During the liturgy of the Word, it would be important to pay attention to references to Nature and creation, as these are often called to be witnesses to the sins of Israel. Again we would benefit from noticing how Jesus referred to things of Nature to enhance his teaching. At the end of the readings we are called to answer the question: 'Have you seen how much I love you?' as shown in the readings of the day. At this time it would be helpful to note how God shows his love often through Creation around us. The recalcitrant Jonah was protected from the blazing sun's rays by a castor-oil tree. Ravens fed Elijah as he wallowed in his depression because of the persecution of Jezebel. We might be surprised to see the numerous references to Nature as part of God's revelation of his love for us.

While the gifts are being presented, we could spend some time reflecting how the bread and wine really represent the whole of creation and its blessings to us human beings. We could also see how people have harnessed the forces of Nature to obtain blessings for themselves. Included in this could be some of the modern achievements of Science and Technology whereby the benefits of Nature are made available to people at large. We could also remember the persons responsible for these advancements and pray for them, offer their efforts in thanksgiving to the Lord. 


Since the Eucharist is the source and summit of our Christian life, it must include everything that forms part of human existence here on earth.

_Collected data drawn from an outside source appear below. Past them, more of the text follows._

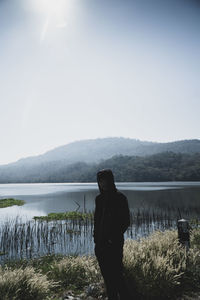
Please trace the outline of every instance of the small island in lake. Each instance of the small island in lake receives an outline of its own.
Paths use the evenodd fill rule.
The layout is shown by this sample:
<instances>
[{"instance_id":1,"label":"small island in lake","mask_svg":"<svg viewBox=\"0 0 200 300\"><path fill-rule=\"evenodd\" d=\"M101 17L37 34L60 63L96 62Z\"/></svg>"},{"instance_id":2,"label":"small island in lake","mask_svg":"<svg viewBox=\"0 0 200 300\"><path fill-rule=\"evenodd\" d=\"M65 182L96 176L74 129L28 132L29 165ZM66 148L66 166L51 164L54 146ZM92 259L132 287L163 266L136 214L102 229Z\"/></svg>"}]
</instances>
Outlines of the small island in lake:
<instances>
[{"instance_id":1,"label":"small island in lake","mask_svg":"<svg viewBox=\"0 0 200 300\"><path fill-rule=\"evenodd\" d=\"M0 208L5 208L13 205L24 205L25 201L24 200L17 200L14 198L6 198L6 199L0 199Z\"/></svg>"},{"instance_id":2,"label":"small island in lake","mask_svg":"<svg viewBox=\"0 0 200 300\"><path fill-rule=\"evenodd\" d=\"M60 213L49 213L47 216L34 216L34 220L40 221L56 221L56 220L85 220L92 219L93 213L82 213L78 211L66 211Z\"/></svg>"}]
</instances>

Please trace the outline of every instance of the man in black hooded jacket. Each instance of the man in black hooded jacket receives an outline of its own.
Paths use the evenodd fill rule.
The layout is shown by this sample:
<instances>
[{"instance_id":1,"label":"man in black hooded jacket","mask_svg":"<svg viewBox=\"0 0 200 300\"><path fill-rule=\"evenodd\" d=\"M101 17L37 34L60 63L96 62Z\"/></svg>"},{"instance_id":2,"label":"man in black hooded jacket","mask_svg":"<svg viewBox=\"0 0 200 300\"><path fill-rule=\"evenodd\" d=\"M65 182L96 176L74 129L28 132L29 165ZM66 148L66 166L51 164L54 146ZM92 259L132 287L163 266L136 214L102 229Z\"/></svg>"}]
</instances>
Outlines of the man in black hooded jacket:
<instances>
[{"instance_id":1,"label":"man in black hooded jacket","mask_svg":"<svg viewBox=\"0 0 200 300\"><path fill-rule=\"evenodd\" d=\"M128 201L116 189L111 170L97 173L100 194L95 199L94 242L109 300L131 299L123 278L124 232L130 225ZM118 298L119 297L119 298Z\"/></svg>"}]
</instances>

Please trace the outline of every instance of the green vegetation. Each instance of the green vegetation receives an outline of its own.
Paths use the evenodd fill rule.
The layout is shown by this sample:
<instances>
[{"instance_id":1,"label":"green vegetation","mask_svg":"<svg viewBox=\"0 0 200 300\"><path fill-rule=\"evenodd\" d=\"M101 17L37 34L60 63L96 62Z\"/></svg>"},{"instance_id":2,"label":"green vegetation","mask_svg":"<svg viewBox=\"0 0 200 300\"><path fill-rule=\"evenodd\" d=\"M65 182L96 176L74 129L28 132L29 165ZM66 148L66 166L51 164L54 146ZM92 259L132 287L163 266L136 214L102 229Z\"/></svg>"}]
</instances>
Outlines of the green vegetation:
<instances>
[{"instance_id":1,"label":"green vegetation","mask_svg":"<svg viewBox=\"0 0 200 300\"><path fill-rule=\"evenodd\" d=\"M13 206L13 205L21 206L24 203L25 203L25 201L23 201L23 200L17 200L17 199L13 199L13 198L0 199L0 208Z\"/></svg>"},{"instance_id":2,"label":"green vegetation","mask_svg":"<svg viewBox=\"0 0 200 300\"><path fill-rule=\"evenodd\" d=\"M35 216L35 220L40 221L56 221L56 220L85 220L92 219L92 213L82 213L77 211L49 213L47 216Z\"/></svg>"},{"instance_id":3,"label":"green vegetation","mask_svg":"<svg viewBox=\"0 0 200 300\"><path fill-rule=\"evenodd\" d=\"M124 266L129 288L142 300L177 299L198 293L199 249L199 228L191 233L188 252L178 243L174 230L155 232L140 241L127 240ZM80 294L90 284L96 284L96 293L103 295L99 285L102 282L94 256L47 255L0 267L0 299L61 299L63 292L73 290Z\"/></svg>"},{"instance_id":4,"label":"green vegetation","mask_svg":"<svg viewBox=\"0 0 200 300\"><path fill-rule=\"evenodd\" d=\"M163 152L151 156L115 156L98 165L111 168L116 181L199 181L200 153Z\"/></svg>"}]
</instances>

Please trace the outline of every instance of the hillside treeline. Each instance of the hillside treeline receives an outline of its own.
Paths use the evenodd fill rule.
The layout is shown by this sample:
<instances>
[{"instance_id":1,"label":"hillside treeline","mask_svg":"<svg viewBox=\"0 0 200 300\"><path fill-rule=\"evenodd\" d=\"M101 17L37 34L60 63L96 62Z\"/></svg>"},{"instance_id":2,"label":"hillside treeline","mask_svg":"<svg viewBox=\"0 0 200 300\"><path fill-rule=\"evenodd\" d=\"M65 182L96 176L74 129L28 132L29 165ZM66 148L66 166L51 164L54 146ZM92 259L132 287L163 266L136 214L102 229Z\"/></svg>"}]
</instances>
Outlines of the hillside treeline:
<instances>
[{"instance_id":1,"label":"hillside treeline","mask_svg":"<svg viewBox=\"0 0 200 300\"><path fill-rule=\"evenodd\" d=\"M0 173L1 183L15 182L95 182L103 168L113 170L116 181L200 181L200 153L163 152L150 156L113 156L100 163L49 162L15 172Z\"/></svg>"}]
</instances>

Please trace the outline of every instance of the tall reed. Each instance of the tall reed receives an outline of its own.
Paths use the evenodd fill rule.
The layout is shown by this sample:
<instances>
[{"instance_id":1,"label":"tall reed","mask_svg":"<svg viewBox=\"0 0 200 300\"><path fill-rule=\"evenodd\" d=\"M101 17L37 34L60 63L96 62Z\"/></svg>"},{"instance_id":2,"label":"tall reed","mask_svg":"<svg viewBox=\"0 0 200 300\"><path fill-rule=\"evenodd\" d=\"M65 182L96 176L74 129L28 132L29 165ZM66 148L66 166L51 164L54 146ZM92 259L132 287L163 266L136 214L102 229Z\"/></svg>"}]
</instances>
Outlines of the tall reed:
<instances>
[{"instance_id":1,"label":"tall reed","mask_svg":"<svg viewBox=\"0 0 200 300\"><path fill-rule=\"evenodd\" d=\"M164 231L175 227L176 218L170 209L162 212L141 208L131 212L131 226L125 238L138 239L155 230ZM86 213L84 218L51 221L35 219L25 223L16 218L0 224L0 261L54 253L93 254L93 248L91 214Z\"/></svg>"}]
</instances>

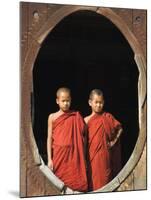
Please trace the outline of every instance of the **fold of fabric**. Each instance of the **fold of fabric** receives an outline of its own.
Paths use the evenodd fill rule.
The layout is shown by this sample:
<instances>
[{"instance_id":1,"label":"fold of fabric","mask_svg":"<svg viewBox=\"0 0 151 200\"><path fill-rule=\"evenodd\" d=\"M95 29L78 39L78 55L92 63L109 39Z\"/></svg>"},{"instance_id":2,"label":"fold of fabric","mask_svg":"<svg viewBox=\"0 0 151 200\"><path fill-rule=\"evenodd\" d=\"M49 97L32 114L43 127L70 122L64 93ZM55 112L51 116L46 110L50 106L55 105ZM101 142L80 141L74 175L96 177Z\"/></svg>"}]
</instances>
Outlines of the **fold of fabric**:
<instances>
[{"instance_id":1,"label":"fold of fabric","mask_svg":"<svg viewBox=\"0 0 151 200\"><path fill-rule=\"evenodd\" d=\"M108 148L121 126L110 113L95 114L88 121L88 183L89 190L96 190L109 181L121 168L119 142Z\"/></svg>"},{"instance_id":2,"label":"fold of fabric","mask_svg":"<svg viewBox=\"0 0 151 200\"><path fill-rule=\"evenodd\" d=\"M84 160L84 120L79 112L67 112L53 122L52 154L54 173L66 186L87 191Z\"/></svg>"}]
</instances>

And Nature certainly has an important role to play in our life in a thousand different ways. Our spirituality today reminds us that we should be grateful for all that God has given us even through Nature, we need to look at things positively using all these gifts as stewards of creation and not as their sole possessors or owners. Stewardship implies that some day we would have to give an account of our ministrations, not only to God from whom all good things come, but also to our brothers and sisters and the generations of human beings who will follow us. The use of bread and wine as 'instruments' for the real presence of Jesus in the Eucharist forces us to reflect that we cannot afford to act as if Nature belongs to us to use or abuse according to our whims and fancies. Nature too, like humans, is ordained to a higher purpose by our Creator.

Celebrating Eucharist as the source and summit, while remembering our status as 'priests' of Nature would help us keep the proper balance not only for ourselves but also for the benefit of all around us. 

Care for the earth and make it your own!